Over the years women from different countries have migrated to the country and worked as prostitutes. In the 1960s it was women from Haiti, Dominican women followed in the 1970s. In the early 1990s, Latin American women from Costa Rica, Venezuela, Colombia and Brazil came to the island. Later in that decade Asian, Jamaican and Guyanese prostitutes arrived. Currently most prostitutes are from Haiti, Dominican Republic, Trinidad and Jamaica.

Despite laws prohibiting soliciting, street prostitution still exists, especially in the Quartier-d'Orleans.

===Saint Pierre and Miquelon===
This group of small islands off the coast of Canada is the only remaining French territory in the former New France. Siegfried Borelli and Willy Starck found no evidence of prostitution on the islands.

===Wallis and Futuna===
Uvea (Wallis Island), became a place where whalers would stop to take on fresh provisions in the 19th century. The women of the island engaged in prostitution with the sailors. In 1870, Amelia Tokagahahau Aliki Queen of Uvea, approved a new legal code written by French missionary Pierre Bataillon. The code included fines for prostitution. The islands of Uvea, Futuna and Sigave became a French protectorate in 1889 and French law came into force.

Whilst the three kings of the islands, assisted by a prime minister and a ‘chefferie’, have limited powers to legislate on local matters, the laws of France are applicable in the country. These include the laws on prostitution, e.g. prohibition of purchasing sex, solicitation, pimping and brothels.

==Overseas territory==
There is one Overseas territory.

===French Southern and Antarctic Lands===
The French Southern and Antarctic Lands consist of small islands off the coast of Madagascar, small isolated islands in the south Indian Ocean and France's claim in Antarctica. The islands are uninhabited, or sparsely inhabited (total population 150 in summer, 300 in winter), so there is no known prostitution.

==Special status==

===New Caledonia===
Following the 1998 Nouméa Accord, the islands of New Caledonia are moving from an overseas collectivity to a self-governing nation. On 12 December 2016, the government added the French Law of June 2016 that criminalised the purchasers of sex to its Penal Code. Related activities such as brothel-keeping and proxenetism have been illegal since 1946.

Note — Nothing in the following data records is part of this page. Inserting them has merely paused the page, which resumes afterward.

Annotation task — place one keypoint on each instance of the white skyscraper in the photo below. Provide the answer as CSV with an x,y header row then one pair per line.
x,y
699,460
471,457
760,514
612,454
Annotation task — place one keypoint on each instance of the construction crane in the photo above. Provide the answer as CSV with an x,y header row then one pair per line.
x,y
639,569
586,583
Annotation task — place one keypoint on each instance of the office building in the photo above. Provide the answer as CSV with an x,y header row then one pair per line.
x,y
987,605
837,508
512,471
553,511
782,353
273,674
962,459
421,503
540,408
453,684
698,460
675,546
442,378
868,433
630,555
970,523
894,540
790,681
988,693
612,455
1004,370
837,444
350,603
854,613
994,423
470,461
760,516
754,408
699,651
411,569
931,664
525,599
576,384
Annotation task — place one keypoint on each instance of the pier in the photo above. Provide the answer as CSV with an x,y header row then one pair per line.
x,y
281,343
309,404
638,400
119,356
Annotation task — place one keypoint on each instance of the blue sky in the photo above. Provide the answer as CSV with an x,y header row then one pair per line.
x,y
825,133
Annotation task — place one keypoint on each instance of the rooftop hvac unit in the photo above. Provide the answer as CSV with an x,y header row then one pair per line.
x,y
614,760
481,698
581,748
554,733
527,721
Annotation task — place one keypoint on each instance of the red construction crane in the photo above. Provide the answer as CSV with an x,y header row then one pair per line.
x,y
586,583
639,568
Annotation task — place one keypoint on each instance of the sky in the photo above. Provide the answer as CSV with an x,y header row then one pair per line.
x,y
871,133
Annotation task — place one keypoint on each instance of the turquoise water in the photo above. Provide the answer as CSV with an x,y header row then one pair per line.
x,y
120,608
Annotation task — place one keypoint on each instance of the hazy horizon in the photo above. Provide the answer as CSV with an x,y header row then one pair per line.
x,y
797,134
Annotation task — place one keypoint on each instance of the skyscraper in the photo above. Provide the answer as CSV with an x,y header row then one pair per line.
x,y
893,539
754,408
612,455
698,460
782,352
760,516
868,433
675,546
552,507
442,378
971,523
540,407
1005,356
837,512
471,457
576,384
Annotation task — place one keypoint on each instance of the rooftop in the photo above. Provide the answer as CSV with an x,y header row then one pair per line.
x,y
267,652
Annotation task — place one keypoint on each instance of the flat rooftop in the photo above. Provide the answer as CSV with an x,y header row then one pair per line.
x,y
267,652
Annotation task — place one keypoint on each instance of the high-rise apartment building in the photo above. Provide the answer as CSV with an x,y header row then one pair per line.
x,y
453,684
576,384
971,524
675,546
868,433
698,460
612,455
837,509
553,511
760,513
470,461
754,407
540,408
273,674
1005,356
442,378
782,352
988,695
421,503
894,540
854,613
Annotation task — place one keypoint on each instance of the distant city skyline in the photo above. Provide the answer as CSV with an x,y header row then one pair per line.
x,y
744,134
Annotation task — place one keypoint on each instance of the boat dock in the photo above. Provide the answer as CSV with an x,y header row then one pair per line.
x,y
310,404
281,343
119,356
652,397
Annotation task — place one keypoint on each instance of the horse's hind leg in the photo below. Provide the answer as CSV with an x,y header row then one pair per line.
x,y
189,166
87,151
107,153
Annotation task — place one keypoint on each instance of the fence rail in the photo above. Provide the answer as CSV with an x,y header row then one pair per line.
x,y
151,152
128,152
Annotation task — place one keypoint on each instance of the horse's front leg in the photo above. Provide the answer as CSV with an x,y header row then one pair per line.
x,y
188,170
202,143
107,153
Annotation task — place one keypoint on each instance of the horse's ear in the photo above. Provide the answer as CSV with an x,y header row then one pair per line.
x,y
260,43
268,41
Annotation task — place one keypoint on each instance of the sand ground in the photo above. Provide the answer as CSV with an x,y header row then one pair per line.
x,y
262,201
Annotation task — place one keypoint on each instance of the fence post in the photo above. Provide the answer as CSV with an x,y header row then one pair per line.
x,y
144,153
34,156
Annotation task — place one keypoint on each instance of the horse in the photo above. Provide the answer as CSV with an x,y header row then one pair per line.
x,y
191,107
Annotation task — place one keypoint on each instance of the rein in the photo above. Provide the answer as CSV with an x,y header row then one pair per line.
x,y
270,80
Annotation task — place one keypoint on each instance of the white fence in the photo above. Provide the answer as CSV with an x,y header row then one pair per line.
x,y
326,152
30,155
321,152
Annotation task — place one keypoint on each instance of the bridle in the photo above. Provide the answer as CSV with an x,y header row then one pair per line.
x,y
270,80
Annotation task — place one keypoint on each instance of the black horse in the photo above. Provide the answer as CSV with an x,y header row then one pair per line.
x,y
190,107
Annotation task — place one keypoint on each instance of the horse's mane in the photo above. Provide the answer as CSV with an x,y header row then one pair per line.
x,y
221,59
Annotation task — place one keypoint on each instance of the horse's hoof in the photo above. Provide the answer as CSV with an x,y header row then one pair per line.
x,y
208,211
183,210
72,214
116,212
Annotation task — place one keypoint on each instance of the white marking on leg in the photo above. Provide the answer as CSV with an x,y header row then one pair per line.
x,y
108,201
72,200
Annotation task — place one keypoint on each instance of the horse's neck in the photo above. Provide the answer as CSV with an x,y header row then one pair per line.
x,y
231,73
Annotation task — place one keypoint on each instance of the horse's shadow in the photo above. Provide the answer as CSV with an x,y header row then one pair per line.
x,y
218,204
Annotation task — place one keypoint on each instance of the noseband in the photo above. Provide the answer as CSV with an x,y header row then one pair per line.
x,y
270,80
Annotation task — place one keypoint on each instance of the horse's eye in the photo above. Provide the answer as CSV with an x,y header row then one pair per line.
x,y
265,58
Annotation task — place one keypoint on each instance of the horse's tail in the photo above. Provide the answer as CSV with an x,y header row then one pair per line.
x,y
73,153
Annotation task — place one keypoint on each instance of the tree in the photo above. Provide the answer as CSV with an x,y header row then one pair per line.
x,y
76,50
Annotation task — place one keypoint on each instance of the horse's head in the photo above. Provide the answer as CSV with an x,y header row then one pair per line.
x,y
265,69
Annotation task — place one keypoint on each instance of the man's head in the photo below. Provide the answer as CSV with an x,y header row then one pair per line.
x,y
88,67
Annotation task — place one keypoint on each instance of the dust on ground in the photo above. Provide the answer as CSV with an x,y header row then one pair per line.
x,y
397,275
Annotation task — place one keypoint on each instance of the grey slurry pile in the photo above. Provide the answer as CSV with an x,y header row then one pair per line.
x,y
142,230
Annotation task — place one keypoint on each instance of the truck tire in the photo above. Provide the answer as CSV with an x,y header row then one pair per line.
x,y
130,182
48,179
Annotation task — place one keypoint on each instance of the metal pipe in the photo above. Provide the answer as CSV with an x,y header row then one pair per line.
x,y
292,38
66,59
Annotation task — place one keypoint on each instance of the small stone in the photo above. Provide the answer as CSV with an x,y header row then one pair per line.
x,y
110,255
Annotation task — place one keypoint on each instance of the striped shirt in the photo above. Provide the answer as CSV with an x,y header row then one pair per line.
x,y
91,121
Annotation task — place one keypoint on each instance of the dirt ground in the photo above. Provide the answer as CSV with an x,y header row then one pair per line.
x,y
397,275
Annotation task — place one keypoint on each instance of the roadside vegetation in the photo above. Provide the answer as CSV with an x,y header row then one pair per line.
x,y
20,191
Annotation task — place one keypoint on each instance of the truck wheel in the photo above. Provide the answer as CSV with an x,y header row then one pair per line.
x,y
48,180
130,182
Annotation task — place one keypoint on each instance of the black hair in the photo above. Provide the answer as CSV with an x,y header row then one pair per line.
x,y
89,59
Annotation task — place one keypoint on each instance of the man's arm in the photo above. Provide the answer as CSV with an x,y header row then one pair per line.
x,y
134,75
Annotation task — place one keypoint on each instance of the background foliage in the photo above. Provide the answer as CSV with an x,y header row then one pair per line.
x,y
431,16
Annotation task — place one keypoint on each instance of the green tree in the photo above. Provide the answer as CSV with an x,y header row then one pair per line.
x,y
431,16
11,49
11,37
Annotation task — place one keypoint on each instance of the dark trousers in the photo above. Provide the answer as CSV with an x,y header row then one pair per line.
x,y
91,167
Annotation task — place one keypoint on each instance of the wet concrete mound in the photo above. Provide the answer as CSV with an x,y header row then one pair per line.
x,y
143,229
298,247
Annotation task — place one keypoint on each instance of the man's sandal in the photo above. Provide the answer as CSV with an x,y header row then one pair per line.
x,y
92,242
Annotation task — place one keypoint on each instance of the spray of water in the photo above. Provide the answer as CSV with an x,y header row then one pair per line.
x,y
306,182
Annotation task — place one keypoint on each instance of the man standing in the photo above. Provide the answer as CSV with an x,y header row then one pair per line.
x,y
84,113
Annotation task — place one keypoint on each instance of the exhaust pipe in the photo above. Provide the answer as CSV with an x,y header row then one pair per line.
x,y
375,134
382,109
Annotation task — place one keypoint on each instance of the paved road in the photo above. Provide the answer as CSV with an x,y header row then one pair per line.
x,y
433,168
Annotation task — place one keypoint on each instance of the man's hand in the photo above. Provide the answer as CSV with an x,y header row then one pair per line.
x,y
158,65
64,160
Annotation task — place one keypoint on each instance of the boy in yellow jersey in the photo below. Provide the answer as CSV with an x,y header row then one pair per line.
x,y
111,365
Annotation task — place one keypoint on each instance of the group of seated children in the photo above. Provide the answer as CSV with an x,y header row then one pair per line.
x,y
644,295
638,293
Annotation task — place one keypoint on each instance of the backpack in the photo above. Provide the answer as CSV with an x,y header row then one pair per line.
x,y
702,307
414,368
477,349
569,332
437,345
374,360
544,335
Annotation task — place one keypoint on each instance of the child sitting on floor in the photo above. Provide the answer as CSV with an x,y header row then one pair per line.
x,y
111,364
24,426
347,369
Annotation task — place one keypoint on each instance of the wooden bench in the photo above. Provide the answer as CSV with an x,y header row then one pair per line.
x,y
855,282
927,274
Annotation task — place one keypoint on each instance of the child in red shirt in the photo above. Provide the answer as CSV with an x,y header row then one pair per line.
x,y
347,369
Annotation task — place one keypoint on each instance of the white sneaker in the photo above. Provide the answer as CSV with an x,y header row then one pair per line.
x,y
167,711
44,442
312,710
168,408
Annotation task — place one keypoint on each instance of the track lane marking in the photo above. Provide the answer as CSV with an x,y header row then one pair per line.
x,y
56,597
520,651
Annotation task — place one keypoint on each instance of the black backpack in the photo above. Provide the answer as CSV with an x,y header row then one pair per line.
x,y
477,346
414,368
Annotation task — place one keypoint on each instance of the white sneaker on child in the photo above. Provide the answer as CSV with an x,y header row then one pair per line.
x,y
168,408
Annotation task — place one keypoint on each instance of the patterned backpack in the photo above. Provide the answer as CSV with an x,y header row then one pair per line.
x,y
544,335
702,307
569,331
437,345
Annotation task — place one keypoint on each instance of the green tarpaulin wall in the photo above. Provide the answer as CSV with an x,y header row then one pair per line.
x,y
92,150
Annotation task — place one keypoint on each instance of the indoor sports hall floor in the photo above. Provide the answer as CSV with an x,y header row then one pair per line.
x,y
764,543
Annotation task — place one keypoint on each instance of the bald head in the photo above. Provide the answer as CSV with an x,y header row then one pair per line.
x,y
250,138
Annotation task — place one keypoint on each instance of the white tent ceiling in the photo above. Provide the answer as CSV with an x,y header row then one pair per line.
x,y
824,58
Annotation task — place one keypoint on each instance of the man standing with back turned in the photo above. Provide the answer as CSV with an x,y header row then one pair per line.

In May 1940, the French Army brought a large house in the capital Nouméa. They leased it to a Mme Benitier to set up a brothel. This was recognised as a "maison de tolérance" and known as The Pink House. The house became popular with American troops during their build up in the country in 1942/3. American military police and medics were on duty at the house to keep order and prevent the spread of STIs.

===Clipperton Island===
Clipperton Island, off the coast of Mexico, is uninhabited so no prostitution occurs.